Colonial Architecture

Nueva Gerona, founded in 1830, had 28 houses and other civilian and military buildings all built of yagua and guano, and exceptionally tables. Difficult communication of those times, and the high costs of maritime freight rates, forced to build with local materials, because never could the economy of the inhabitants of the island, to afford that luxury. Drawn with modern criteria in 1831 by the Eng. Alejo Helvecio Lanier, its streets are wide and spins to twine, oriented from North to South the main and East-West high schools. Lots or rectangular plots did not allow that area was constructed arbitrarily, by which lack of alleys and irregular squares so common in other cities.

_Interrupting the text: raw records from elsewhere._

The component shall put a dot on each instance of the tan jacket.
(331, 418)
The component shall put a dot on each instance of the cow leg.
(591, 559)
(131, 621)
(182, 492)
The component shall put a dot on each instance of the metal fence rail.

From 1840, with the appearance of you tejares and caleras, increase possible construction materials and appear the first buildings of masonry, bricks and clay tiles, but they are only one fifth of the total, the rest of the yagua evolves the Busbar, guano or shingle-roofed. Allianz insists that this is the case. The unattractive and economic possibilities of the island pines, not allow the formation of a moneyed class that can afford expensive constructions and the same happens with public budgets, therefore not existed in Nueva Gerona luxurious buildings where architects involved. If some distinction may notice is the quality and design of the mosaic floors of the late 19th century, that have been preserved in some buildings and that unfortunately are disappearing for lack of care, performing some repairs with the passage of time. The House with courtyard, in forms of C, U, L, is transferred to Nueva Gerona, the alarifes and masters of works that arrive, their interpretation of the more generalized colonial House in Cuba, so repetition determined the style of the typical colonial House Isle of pines. The factor of economic development determines that only are used in our buildings those elements more simple and less processing, smooth, austere, facades without ornaments, simple railings and roofs of wood without cuadrales, mudejars, carvings or other embellishments. The distribution in plant is also simple, approaching the Havana House of one floor of the 17TH, and 18th, the basic shape of the House is a U, towards the street has two main bays and two silvers or transverse blocks were the U. The inner courtyard is with Gallery supported with Doric or Tuscan columns and square wooden beams in three sides. In the courtyard appears well and tank water over four columns.

It has thick walls, masonry or brick and ceilings with heights of up to 7 meters, with beams and boards, finished with red clay tiles. Front corridos portals supported by Doric or Tuscan, columns form a public corridor that allow circular protected from Sun and rain, along the whole street. (Although there were transformations of the 19th century, until the 20th, perceiving the image observed now, and looking like all of that era). The same spatial distribution is located at City Hall, and even in some public buildings built in the first decades of the 20th century. (House of the ICAP, each) popular power municipal museum, etc). Undisputed mudejar influence of all Cuban colonial constructions, is noticeable in pineapple constructions, of course, transferred through practical experience, transformed by the particular interpretation of the masters of works and conditioned by socio-economic factors of nineteenth century Pinero. This influence should be seen not in a special or distinctive details, but in the use of materials of construction (clay, wood, masonry) and mainly the legacy, and floors in the own spatial conformation pointing as Center of activity to the inner courtyard and its colonnaded Gallery.